Azrael froze. He always held himself with a certain rigidity, his poise reflecting the rather austere nature of his character, but now he became inhumanly still. Which, duh, he wasn’t human. All of us had this uncanny ability to go even more unnervingly motionless than the most skilled cat in hunting mode.

“Why?” he asked with lethal quiet.

Too late, I realized that bringing up this question would lead to inquiries from his side, which would then lead to Aziel. And I had promised not to tell anyone about the fact that Aziel was training me.

Eep, now it was my turn to freeze.

I scrambled for a response that would save my ass. “I just…I thought I saw someone the other day who looked a lot like you.”

His probing gaze made me fidget. “Who?”

“Um, I didn’t catch his name. I only, like, saw him in passing.”

“Where?”

Oh, God, I felt like I was strapped to an interrogation chair. “Uh, while I was…doing that…messenger run, uh, to the border.” I waved my hands in the general direction of the neighboring territory.

Of course, I hadn’t actually done a messenger run, but Azrael didn’t know that, and I just hoped that saying so would direct his attention to somewhere else than where I’d truly been. Seeing unknown angels in passing was a common thing—there was always loads of traffic between territories, and we honestly couldn’t know every single angel in Heaven.

“So, about my human life,” I said with emphasis, not so skillfully deflecting from the topic at hand. “Any insight? Revelations? Wanna finally tell me who I used to be?”

He considered me for the span of two heartbeats, maybe weighing whether to continue his interrogation. “We’ve been over this,” he said eventually, settling on letting my change of topic slide. “I’m not at liberty to tell.”

I grumpily kicked at a pebble on the floor. It was his standard answer to my standard questions. Years upon years of him coming to check in on me, and he steadfastly refused to talk about my human past. “Can’t blame me for asking,” I murmured.

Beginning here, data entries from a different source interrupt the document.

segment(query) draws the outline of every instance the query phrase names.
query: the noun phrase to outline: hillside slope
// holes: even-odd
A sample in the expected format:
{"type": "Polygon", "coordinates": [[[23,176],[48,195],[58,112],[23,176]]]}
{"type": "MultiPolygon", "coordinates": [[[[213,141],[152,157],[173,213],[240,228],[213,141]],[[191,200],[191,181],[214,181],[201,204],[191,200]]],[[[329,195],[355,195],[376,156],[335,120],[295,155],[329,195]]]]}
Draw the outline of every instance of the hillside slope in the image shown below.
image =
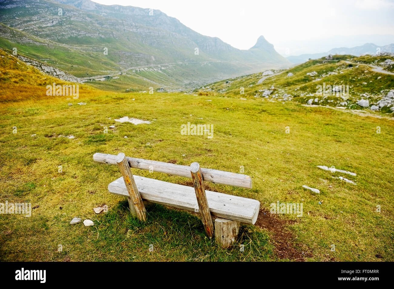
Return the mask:
{"type": "Polygon", "coordinates": [[[0,3],[0,47],[16,48],[82,81],[121,90],[195,87],[290,64],[262,37],[241,50],[159,10],[59,2],[0,3]]]}
{"type": "Polygon", "coordinates": [[[263,101],[292,100],[305,105],[392,114],[393,71],[392,55],[334,55],[331,60],[310,60],[288,70],[219,81],[196,92],[263,101]]]}

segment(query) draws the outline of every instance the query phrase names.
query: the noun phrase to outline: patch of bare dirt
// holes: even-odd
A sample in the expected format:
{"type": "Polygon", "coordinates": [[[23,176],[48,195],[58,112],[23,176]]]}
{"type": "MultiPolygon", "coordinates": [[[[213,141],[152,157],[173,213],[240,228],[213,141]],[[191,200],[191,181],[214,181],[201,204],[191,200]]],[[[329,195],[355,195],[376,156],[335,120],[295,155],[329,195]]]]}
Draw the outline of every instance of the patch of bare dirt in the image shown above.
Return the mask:
{"type": "Polygon", "coordinates": [[[312,257],[312,254],[305,245],[294,243],[297,237],[286,228],[286,225],[296,222],[283,219],[279,215],[271,214],[269,210],[261,209],[255,225],[269,231],[273,245],[275,246],[274,251],[280,259],[303,262],[306,258],[312,257]],[[300,249],[296,247],[305,249],[300,249]]]}

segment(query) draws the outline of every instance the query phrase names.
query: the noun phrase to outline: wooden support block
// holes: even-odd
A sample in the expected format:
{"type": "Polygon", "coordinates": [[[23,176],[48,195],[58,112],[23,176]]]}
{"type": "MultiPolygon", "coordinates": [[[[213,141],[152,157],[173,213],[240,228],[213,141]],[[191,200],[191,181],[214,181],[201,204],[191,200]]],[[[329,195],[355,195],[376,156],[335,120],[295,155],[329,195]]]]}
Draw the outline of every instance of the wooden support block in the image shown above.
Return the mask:
{"type": "Polygon", "coordinates": [[[132,214],[138,217],[140,221],[146,221],[146,210],[142,202],[142,199],[134,180],[133,174],[131,173],[130,166],[125,154],[121,153],[118,155],[116,158],[116,162],[119,166],[119,169],[125,181],[125,184],[126,185],[130,195],[128,200],[132,214]]]}
{"type": "Polygon", "coordinates": [[[215,238],[223,248],[227,248],[237,240],[240,223],[236,221],[217,218],[215,220],[215,238]]]}
{"type": "Polygon", "coordinates": [[[197,197],[201,220],[205,229],[205,232],[208,237],[212,238],[214,233],[214,223],[212,221],[208,201],[206,200],[205,189],[203,182],[203,175],[198,163],[193,162],[190,165],[190,173],[194,185],[194,191],[197,197]]]}

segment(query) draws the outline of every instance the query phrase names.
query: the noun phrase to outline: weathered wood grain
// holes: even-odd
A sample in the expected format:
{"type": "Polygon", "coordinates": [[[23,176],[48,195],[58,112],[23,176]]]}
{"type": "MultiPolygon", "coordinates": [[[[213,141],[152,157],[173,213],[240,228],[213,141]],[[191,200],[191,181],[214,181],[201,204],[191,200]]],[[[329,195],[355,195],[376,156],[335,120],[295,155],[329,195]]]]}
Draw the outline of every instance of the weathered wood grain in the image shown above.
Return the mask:
{"type": "MultiPolygon", "coordinates": [[[[162,162],[126,157],[130,167],[141,169],[153,169],[154,171],[174,175],[187,178],[191,177],[190,167],[162,162]]],[[[114,155],[96,153],[93,155],[96,162],[116,164],[116,156],[114,155]]],[[[234,186],[247,189],[252,188],[252,179],[249,176],[212,169],[201,168],[204,180],[214,184],[234,186]]]]}
{"type": "MultiPolygon", "coordinates": [[[[196,212],[199,211],[194,188],[136,175],[134,179],[143,200],[196,212]]],[[[121,177],[110,184],[108,189],[115,195],[129,196],[121,177]]],[[[247,224],[256,222],[260,206],[258,201],[206,190],[205,194],[212,215],[247,224]]]]}
{"type": "Polygon", "coordinates": [[[128,203],[132,214],[136,216],[140,221],[147,220],[147,212],[145,206],[142,202],[142,199],[136,184],[131,170],[129,166],[126,156],[121,153],[116,158],[116,162],[123,177],[125,188],[128,193],[128,203]]]}
{"type": "Polygon", "coordinates": [[[223,248],[227,248],[237,240],[240,232],[239,222],[221,218],[215,220],[215,239],[223,248]]]}
{"type": "Polygon", "coordinates": [[[214,236],[214,223],[212,221],[208,201],[206,200],[200,165],[198,162],[193,162],[190,165],[190,174],[193,180],[194,191],[200,211],[200,217],[205,229],[205,232],[208,237],[212,238],[214,236]]]}

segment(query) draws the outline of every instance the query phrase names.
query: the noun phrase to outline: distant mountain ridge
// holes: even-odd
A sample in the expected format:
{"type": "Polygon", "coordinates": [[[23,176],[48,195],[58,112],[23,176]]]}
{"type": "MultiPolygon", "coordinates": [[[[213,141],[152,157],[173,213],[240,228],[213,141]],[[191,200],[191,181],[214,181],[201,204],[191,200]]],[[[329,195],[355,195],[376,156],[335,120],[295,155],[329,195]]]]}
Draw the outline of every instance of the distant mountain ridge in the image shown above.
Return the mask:
{"type": "Polygon", "coordinates": [[[297,56],[288,56],[286,59],[293,63],[301,63],[308,61],[308,59],[318,59],[326,56],[329,54],[335,55],[345,54],[360,56],[364,54],[376,54],[377,52],[380,53],[394,53],[394,44],[389,44],[383,46],[379,46],[373,43],[366,43],[363,45],[348,48],[339,47],[331,49],[327,52],[301,54],[297,56]],[[380,51],[378,50],[379,48],[380,51]]]}
{"type": "Polygon", "coordinates": [[[0,47],[16,47],[80,79],[103,76],[100,85],[114,88],[192,88],[291,64],[262,36],[240,50],[158,10],[90,0],[5,0],[0,22],[0,47]],[[106,78],[121,72],[116,80],[106,78]]]}

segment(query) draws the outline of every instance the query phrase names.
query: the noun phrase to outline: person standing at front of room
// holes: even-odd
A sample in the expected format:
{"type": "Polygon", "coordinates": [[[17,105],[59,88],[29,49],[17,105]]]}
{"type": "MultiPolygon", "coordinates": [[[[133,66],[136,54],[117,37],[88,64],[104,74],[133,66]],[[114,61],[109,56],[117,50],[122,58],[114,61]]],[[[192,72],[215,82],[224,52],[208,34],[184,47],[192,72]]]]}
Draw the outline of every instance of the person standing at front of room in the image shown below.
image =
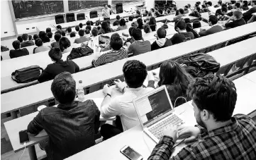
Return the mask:
{"type": "Polygon", "coordinates": [[[104,4],[104,8],[102,9],[102,16],[104,18],[104,20],[110,20],[110,13],[113,13],[116,14],[113,10],[108,7],[107,4],[104,4]]]}

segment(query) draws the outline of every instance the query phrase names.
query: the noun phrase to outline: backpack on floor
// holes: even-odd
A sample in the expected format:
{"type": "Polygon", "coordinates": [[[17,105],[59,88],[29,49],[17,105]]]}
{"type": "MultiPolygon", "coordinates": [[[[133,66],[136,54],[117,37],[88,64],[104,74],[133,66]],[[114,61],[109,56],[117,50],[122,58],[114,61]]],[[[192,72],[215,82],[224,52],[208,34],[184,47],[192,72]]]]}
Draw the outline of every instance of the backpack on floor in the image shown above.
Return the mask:
{"type": "Polygon", "coordinates": [[[11,73],[11,79],[18,83],[27,83],[38,80],[43,68],[38,66],[31,66],[15,70],[11,73]]]}
{"type": "Polygon", "coordinates": [[[203,53],[182,56],[176,61],[194,78],[202,78],[208,73],[215,73],[221,66],[213,56],[203,53]]]}
{"type": "Polygon", "coordinates": [[[87,56],[94,53],[94,50],[88,46],[73,48],[70,51],[69,55],[67,56],[67,60],[75,59],[82,56],[87,56]]]}

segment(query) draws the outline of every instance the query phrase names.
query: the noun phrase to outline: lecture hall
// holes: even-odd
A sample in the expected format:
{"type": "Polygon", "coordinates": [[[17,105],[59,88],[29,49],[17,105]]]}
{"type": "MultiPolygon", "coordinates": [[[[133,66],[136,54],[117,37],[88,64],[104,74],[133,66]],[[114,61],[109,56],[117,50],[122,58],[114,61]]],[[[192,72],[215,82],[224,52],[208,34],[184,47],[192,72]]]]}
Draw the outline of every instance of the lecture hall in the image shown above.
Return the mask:
{"type": "Polygon", "coordinates": [[[1,1],[1,159],[255,160],[256,1],[1,1]]]}

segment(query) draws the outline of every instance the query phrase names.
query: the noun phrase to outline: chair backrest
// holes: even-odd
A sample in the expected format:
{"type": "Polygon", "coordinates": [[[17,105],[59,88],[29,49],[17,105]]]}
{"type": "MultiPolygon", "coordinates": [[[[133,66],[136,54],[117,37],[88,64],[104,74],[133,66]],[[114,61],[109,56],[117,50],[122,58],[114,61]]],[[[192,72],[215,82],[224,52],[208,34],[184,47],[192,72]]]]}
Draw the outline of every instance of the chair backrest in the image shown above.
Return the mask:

“I don’t,” was his pragmatic reply.

I couldn’t recall how many times I’d asked him whether I’d someday remember my life before ascension, but his response was always the same—no angel-made had ever regained their memories, the transformation did a complete mind wipe, and I shouldn’t hope for something that went against the laws of nature.

“Are you well?”

His question pulled me out of my morose musing.

He always asked me that when he came to see me, but this time, his gaze lingered on the blood-tainted hole in the fabric of my shirt.

I glanced down at my body. “Oh, this? Yeah, no, that’s nothing. Regular work-related injury, already healed. No biggie.”

He frowned. “You are prone to accidents.”

“The way I see it, accidents are prone to me.” I laid a hand on my chest.